Anders als in den vorangegangenen Zusammenkünften der Ministerpräsidenten ging es nicht primär um grundsätzliche Fragen der Staatlichkeit des Weststaates, sondern um praktische Aspekte der Staatsorganisation. Ein wichtiges Thema war, Lehren aus der Zerstörung der Weimarer Republik zu ziehen. Der Sankt Goar-Kreis stellte fest, dass eine stabile Demokratie vor allem eine handlungsfähige Regierung brauche.
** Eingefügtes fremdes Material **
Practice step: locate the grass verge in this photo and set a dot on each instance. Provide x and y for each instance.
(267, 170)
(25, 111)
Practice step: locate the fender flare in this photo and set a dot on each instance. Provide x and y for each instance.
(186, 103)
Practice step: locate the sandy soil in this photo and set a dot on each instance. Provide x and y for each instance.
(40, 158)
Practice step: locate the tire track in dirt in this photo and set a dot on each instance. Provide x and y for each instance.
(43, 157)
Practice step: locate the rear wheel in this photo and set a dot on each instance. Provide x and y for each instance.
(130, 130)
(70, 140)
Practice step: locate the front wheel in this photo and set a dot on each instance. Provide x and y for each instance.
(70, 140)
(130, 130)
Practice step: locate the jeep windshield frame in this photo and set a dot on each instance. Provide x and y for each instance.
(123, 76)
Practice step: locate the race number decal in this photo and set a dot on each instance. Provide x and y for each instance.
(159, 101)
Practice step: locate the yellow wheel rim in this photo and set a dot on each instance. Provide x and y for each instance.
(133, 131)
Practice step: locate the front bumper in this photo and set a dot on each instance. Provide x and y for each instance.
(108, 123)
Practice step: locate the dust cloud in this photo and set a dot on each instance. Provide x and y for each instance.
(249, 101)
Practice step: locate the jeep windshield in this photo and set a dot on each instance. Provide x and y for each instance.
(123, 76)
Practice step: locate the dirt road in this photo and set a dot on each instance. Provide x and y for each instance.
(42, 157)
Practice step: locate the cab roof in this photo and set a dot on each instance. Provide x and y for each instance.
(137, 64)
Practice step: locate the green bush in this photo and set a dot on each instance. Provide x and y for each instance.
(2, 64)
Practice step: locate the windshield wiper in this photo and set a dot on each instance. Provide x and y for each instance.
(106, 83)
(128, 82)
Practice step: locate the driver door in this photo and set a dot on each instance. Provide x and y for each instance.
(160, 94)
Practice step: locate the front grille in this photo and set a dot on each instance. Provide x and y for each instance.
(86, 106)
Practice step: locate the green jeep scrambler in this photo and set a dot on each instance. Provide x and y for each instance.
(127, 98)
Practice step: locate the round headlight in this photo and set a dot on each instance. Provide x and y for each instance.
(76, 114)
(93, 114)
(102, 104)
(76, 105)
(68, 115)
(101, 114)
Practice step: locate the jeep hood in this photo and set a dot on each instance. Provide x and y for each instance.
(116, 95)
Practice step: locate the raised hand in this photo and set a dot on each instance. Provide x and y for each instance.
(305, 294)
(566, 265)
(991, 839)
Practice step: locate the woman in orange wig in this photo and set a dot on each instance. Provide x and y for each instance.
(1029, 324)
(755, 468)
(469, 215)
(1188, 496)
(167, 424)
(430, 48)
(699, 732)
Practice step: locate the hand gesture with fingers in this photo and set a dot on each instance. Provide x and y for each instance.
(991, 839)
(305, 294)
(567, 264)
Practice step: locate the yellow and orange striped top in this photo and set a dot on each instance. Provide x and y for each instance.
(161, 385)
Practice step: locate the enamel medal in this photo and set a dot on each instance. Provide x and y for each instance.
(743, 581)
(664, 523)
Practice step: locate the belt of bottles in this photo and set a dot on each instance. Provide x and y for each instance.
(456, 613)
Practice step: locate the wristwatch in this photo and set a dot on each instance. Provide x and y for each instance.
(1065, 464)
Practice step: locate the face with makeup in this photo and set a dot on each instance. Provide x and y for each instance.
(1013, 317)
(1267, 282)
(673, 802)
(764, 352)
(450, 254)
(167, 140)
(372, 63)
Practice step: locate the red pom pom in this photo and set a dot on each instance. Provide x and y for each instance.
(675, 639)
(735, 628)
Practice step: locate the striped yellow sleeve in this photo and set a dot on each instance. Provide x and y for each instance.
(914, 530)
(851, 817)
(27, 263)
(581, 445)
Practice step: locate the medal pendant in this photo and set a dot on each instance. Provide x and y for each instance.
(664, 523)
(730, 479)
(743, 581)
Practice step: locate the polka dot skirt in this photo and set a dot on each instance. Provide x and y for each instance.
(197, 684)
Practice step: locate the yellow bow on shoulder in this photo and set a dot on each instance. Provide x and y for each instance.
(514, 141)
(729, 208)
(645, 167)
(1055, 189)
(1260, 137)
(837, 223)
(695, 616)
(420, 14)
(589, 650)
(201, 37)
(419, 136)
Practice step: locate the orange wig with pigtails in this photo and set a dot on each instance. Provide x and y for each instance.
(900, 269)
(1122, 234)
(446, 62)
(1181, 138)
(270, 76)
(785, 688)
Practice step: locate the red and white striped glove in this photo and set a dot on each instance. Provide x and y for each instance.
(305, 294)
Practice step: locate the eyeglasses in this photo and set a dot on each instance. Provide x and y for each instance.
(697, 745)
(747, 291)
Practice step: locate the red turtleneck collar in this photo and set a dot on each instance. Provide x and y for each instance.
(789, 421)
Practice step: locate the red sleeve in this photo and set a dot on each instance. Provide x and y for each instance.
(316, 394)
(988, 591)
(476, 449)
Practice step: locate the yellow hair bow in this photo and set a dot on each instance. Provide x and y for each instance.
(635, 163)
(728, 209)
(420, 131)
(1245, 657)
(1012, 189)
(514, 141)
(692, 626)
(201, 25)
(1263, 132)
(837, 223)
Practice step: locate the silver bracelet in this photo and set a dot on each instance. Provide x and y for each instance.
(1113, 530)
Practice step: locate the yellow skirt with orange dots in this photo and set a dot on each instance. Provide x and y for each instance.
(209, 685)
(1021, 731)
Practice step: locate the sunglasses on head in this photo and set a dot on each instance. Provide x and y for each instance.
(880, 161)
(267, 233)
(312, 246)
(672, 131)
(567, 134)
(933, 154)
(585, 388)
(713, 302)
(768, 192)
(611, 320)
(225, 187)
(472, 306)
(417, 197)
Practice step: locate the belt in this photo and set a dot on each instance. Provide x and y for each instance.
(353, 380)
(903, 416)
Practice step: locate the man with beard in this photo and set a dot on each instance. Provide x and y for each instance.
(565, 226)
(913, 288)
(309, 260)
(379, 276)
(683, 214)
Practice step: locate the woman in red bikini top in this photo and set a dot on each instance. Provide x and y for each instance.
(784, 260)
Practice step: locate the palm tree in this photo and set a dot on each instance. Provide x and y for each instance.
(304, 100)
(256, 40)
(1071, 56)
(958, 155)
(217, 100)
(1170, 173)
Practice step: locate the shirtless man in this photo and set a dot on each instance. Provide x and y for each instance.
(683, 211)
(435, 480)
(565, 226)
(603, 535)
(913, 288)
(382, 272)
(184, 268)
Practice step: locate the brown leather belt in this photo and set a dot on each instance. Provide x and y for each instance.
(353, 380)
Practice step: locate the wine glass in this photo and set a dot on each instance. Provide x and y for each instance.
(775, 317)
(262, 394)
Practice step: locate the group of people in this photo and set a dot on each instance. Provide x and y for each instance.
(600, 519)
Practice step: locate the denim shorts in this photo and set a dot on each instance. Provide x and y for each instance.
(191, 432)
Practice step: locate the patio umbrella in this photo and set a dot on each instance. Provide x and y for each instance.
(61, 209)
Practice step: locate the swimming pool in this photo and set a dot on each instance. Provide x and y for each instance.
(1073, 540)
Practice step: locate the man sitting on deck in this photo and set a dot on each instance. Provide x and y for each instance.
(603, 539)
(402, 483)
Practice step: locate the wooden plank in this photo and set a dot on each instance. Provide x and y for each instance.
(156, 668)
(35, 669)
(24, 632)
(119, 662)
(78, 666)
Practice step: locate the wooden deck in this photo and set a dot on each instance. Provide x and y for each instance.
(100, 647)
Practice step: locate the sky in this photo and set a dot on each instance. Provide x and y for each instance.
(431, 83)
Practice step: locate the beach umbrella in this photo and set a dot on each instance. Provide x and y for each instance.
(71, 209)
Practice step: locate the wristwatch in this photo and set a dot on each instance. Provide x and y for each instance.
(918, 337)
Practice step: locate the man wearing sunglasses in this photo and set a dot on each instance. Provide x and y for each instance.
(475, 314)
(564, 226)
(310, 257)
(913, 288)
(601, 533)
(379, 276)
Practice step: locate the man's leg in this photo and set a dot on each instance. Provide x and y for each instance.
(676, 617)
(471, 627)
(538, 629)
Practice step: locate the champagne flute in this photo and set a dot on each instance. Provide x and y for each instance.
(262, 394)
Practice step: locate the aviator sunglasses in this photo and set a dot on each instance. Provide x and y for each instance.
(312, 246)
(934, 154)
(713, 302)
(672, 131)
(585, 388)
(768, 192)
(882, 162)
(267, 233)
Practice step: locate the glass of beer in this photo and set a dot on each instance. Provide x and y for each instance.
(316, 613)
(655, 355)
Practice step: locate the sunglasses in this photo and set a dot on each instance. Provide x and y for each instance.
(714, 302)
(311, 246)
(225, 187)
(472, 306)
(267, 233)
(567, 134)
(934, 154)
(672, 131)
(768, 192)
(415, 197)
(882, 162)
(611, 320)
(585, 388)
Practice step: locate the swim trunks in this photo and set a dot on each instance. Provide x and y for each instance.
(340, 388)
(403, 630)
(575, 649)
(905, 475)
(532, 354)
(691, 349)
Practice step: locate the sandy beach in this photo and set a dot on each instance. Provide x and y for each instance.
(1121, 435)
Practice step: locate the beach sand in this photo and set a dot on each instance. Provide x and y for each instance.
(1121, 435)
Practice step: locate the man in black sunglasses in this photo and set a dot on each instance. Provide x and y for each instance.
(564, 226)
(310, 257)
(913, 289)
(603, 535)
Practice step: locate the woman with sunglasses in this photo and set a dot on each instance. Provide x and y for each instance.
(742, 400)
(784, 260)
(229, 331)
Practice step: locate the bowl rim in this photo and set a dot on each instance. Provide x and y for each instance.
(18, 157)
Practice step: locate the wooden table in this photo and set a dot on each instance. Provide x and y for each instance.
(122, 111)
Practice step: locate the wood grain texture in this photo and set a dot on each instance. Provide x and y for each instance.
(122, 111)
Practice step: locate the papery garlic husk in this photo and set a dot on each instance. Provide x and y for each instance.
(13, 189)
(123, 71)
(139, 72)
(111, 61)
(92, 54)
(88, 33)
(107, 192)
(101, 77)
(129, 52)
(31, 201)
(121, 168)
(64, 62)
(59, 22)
Sie signalisierten damit ihre Unterstützung für das geplante „konstruktive Misstrauensvotum“, wonach eine Regierung nur dann vom Parlament gestürzt werden kann, wenn gleichzeitig eine Mehrheit für eine neue Regierung vorhanden ist. Gleichzeitig betonten sie: „Die Opposition im Parlament ist als eine in der Demokratie notwendige Funktion anzuerkennen.“

Das doppelte Bekenntnis für eine starke Regierung und eine starke Opposition war ein wichtiges Signal der Unterstützung für die Arbeit des Parlamentarischen Rats und eine grundlegende Bejahung der parlamentarischen Demokratie. Gerade weil es von einer konservativen Runde kam, die enge Verbindungen zu Großunternehmen hatte, war dieses Signal besonders wertvoll. Waren es doch gerade diese Kreise gewesen, die der jungen Weimarer Republik wenige Jahre zuvor die Unterstützung versagt hatten – was vielleicht der größte Geburtsfehler der ersten deutschen Republik war.

Der Sankt Goar-Kreis trug maßgeblich dazu bei, diesen historischen Fehler für die Bundesrepublik zu korrigieren.